Efforts to lift achievement through the family approach began with staff from the community learning and development department working with parents and carers of children aged 3-6 in eight primaries to encourage them to become more involved in formal learning. They helped them become more aware of learning possibilities and value their own input. At the same time, the team helped the adults to improve their literacy and numeracy skills.
The city is now planning to make family learning a priority and hopes to extend the programme to more primaries.
Early intervention has proved to be a broad success, but in reading the city reports only a slight narrowing of the gap between advantaged and disadvantaged children overall. In maths, that gap still exists.

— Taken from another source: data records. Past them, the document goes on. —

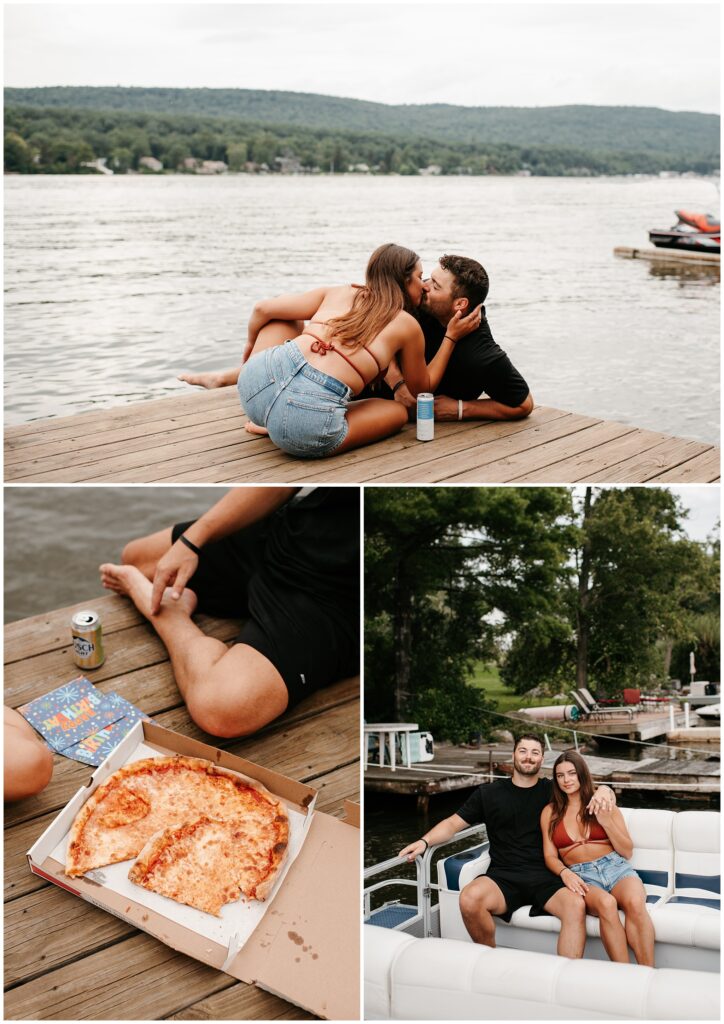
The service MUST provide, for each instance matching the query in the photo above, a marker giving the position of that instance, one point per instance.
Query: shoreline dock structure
(200, 437)
(459, 768)
(55, 942)
(703, 259)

Clothing grants are used as a measure of deprivation, and latest results show that children with such grants made "significantly slower progress in mathematics during Primary 1 in 2004-05".
Meanwhile, results from the standardised PIPS testing show clear and significant improvements in reading over the past five years across city primaries. "The amount of value-added by schools has increased significantly," the council says.
Reading and maths attainment at the end of P1 is higher than ever and has progressed steadily since 1999-2000. As ever, how well pupils do at the end of P1 depends on their attainment at the start.
One of the key intervention strategies has been to narrow the gap between boys and girls, and in 2004-05 - for the first time - there was no gap in reading attainment in P1. For the previous four years, the gap had increased.